The same week the media reported the horrendous ordeal of a woman from a Chiniot village, Faisalabad district. Her brother had married a woman without her family’s permission. As revenge this woman was declared to be vani and forced into marriage with the brother of her brother’s wife. When she resisted, she was declared to have been divorced and handed over to a group to be gang-raped. Finally, she was tied to a tree till the villagers won her respite.

A few weeks earlier the Supreme Court had taken notice of a case in a Muzaffargarh village in which a 40-year-old widow had been gang-raped on a panchayat’s orders to avenge something her brother-in-law had done.
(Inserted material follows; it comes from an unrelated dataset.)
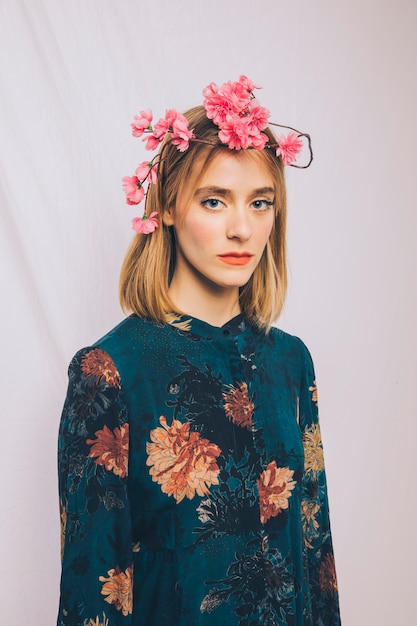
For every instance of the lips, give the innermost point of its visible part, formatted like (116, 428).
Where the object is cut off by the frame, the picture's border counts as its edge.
(235, 258)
The judiciary’s interventions have not been without effect. The police and prosecution authorities have in many cases been forced to do their duty. But the judiciary does not have the answers to all the social, cultural and psychological factors that create the environment in which practices like vani, jirga edicts and rape under panchayat orders can continue to occur.

Crimes against women are infinitely more serious than what is indicated by the cases cited in this article but the sample is adequate for arriving at two conclusions. First, sex-related violence against women remains as widespread as ever, and is more common in wadera/landlord-ruled territories than elsewhere. Secondly, the jirga/panchayat system has survived all judicial strictures and calls for its abolition. It is clearly the government’s responsibility to find ways to meet the challenge it has been avoiding for a long time.

As regards the causes of violence against women, especially rape/gang rape, much has been written — without effect — on the evils of the feudal culture and the tendency to justify the feudal oppression of women by claiming religious sanction for it.

Perhaps it is necessary to consider three relatively new factors: first, reliance on force, instead of reason, law and morality to justify the actions of the state and individuals; second, the brutalising effect of the war imposed on the people by the extremists; and third, ceaseless use of the pulpit to denounce women who move around, do jobs, and even dare to make laws for men. Research by qualified experts is needed to establish the precise contribution of these factors to the increase in attacks on women’s person and dignity.

The issue of wadera/tribal justice is quite complicated as the institution of jirga/panchayat is sustained by a pre-democracy socio-economic order. The wadera/tribal chief wants the world to believe that he resolves disputes in order to ensure peace but in effect he uses the club of elders to protect his political power base, quite often to make money from his followers’ misery.

The jirga/panchayat mystique suggests that people turn to this institution because they have lost faith in the state’s judicial system, because it guarantees quick settlement of matters and because an accused is tried by his own people. All three arguments have been rebutted time and again.

The first argument, loss of faith in the formal justice system, is born of despair. Reason cannot support adoption of a weaker model of justice in place of a sound but malfunctioning system.

The second argument is only partially valid. A jirga may be quick in deciding matters but speed is achieved at the cost of due process, and justice must inevitably be impaired.

Finally, a person appearing before a jirga is not judged by his peers; he is much farther removed from the wadera/chieftain than he can ever be from a magistrate even if he does not know him. The only difference can be the level of corruption but distinctions on that basis between a court and a jirga are fast disappearing.

The government has to realise that the strength of wadera justice lies in the social order that has been in place since the colonial era and progressively, further corrupted. No law alone can remove or reform this order. It will survive until the feudal culture is erased through a social process. Finally, there must be some sign of the government’s will to see the question of wadera justice in its correct perspective.